The problem with the whole energy idea is that your eyes are very insensitive to red light. A mW of green light will easily be 10x brighter to your eyes than a mW of red light (even though they are exactly the same energy). So by this logic, green should be the best for night vision as it is the lowest energy. However, I don't think this works. There would have to be another reason for red to preserve NV if this were true, and I don't think "it's dimmer" is a valid reason as then you could just use a dim white light.

EDIT: I just read that link, it explains it very well.


----------



## Chucula (Aug 16, 2010)

> Does anyone have any links to scientific articles, ideally in scholarly journals, that have tested if red light truly helps preserve human's night vision as opposed to simply dimmed light or using other colors? Testimonials, anecdotal stories, and marketer's pitch stories I can find thousands of examples of; that's not what I'm looking for.

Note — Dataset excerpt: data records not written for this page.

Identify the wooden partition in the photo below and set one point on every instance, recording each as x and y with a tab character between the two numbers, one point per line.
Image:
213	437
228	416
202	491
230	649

Suppose you find that scholarly journals claim red light is a myth. Are you going to believe them blindly and ignore all of your personal experience, assuming that it is automatically right because "scientists" said so? What if you find two articles that contradict each other? 

Buy a red and white keychain light, go into a dark room, and test it yourself. If it works or doesnt work for you, go by that. It is pathetic to ask "scientists" if something looks a certain way to _your _eye.

FWIW, I keep a red photon freedom next to my bed because regular white lights, even on low mode, shock my dark-adapted eyes.


----------



## gcronau (Aug 16, 2010)

There was an excellent article on how night vision works in an issue of Astronomy magazine way back in the 70's. (Don't ask me for the volume and issue number. The best I can do is that it was probably around 1976 give or take a year.)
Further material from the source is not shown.